Abstract

Fuzzy C-Means (FCM) is widely accepted as a clustering technique. However, it cannot often manage different uncertainties associated with data. Interval Type-2 Fuzzy C-Means (IT2FCM) is an improvement over FCM since it can model and minimize the effect of uncertainty efficiently. However, IT2FCM for large data often gets trapped in local optima and fails to find optimal cluster centers. To overcome this challenge an Ant Colony-based Optimization (ACO) is proposed. Another challenge encountered is determining the number of clusters to perform clustering. Subtractive clustering (SC) is an efficient technique to estimate appropriate number of clusters. Though for large datasets the convergence rate of ACO and SC becomes high and thus, it becomes challenging to cluster data and evaluate correct number of clusters. To encounter the challenges of large dataset, Multi-Round Sampling (MRS) technique is proposed. IT2FCM-ACO with SC and MRS technique performs clustering on subsets of data and determines suitable cluster centers and cluster number. The obtained clusters are then extended to the entire dataset. This eliminates the need for IT2FCM to work on the complete dataset. Thus, the objective of this paper is to optimize IT2FCM using ACO algorithm and to estimate the optimal number of clusters using SC while employing MRS to handle the challenges of voluminous data.

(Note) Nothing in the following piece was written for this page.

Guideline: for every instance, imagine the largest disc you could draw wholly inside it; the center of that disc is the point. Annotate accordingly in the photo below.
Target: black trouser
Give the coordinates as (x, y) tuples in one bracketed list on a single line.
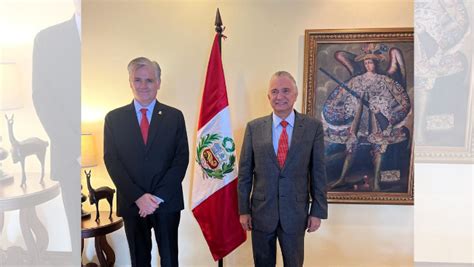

Results obtained from several clustering evaluation measures shows the improved performance of IT2FCM-ACO-MRS compared to ITFCM-ACO and IT2FCM. Speed up for different sample size of dataset is computed and is found that IT2FCM-ACO-MRS is ≈1–5 times faster than IT2FCM and IT2FCM-ACO for medium datasets whereas for large datasets it is reported to be ≈ 30–150 times faster.

Highlights

  • Clustering is the process of assigning a homogenous group of objects into subsets called clusters so that objects in each cluster are more similar to each other than objects from different clusters based on the values of their attributes [1]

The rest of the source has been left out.